Ucapan Tania telah membuat Cio berpikir bahwa ia merasa sungguh aneh jika seorang vampire tidak menghabisi nyawa salah satu orang terkuat di bangsa mereka sehingga ia pun ingin mencari tahu lagi.


"kau benar kakak. Sungguh sangat aneh".


"lalu aku mengutus salah satu prajurit kita ke gunung Utara yang ditinggali oleh bangsa Panther untuk mencari tahu siapa yang mengambil Wolf Bane itu mengingat bangsa Vampire tidak bisa mendapatkan tanaman itu apalagi dengan bangsa Panther benci dengan bangsa Vampire dan kau tahu bahwa bangsa Panther bersekutu dengan bangsa kita sehingga kitalah yang bisa datang dan pergi ke gunung itu dan bisa mengambil tanaman itu.

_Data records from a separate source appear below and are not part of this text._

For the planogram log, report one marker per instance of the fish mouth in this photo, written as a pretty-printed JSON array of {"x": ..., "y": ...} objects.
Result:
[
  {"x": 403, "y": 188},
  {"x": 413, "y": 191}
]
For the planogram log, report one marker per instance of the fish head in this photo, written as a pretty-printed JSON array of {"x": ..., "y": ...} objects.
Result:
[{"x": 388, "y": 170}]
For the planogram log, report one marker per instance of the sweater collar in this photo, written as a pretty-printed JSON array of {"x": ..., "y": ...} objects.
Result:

Kau tahu apa artinya ini Cio?".


"…!! oh! ada bangsa kita yang telah mengkhianati bangsa kita sendiri dan memberikan tanaman itu kepada vampire itu?!".


"dugaanmu tepat Cio. Aku menunggu namun sudah lama aku tidak mendapatkan kabarnya dari musim panas yang lalu sehingga aku melacak apa yang terjadi pada utusanku.


Hingga aku tahu apa yang terjadi".


"apa yang terjadi kakak?".


"dia ditahan di penjara, Cio".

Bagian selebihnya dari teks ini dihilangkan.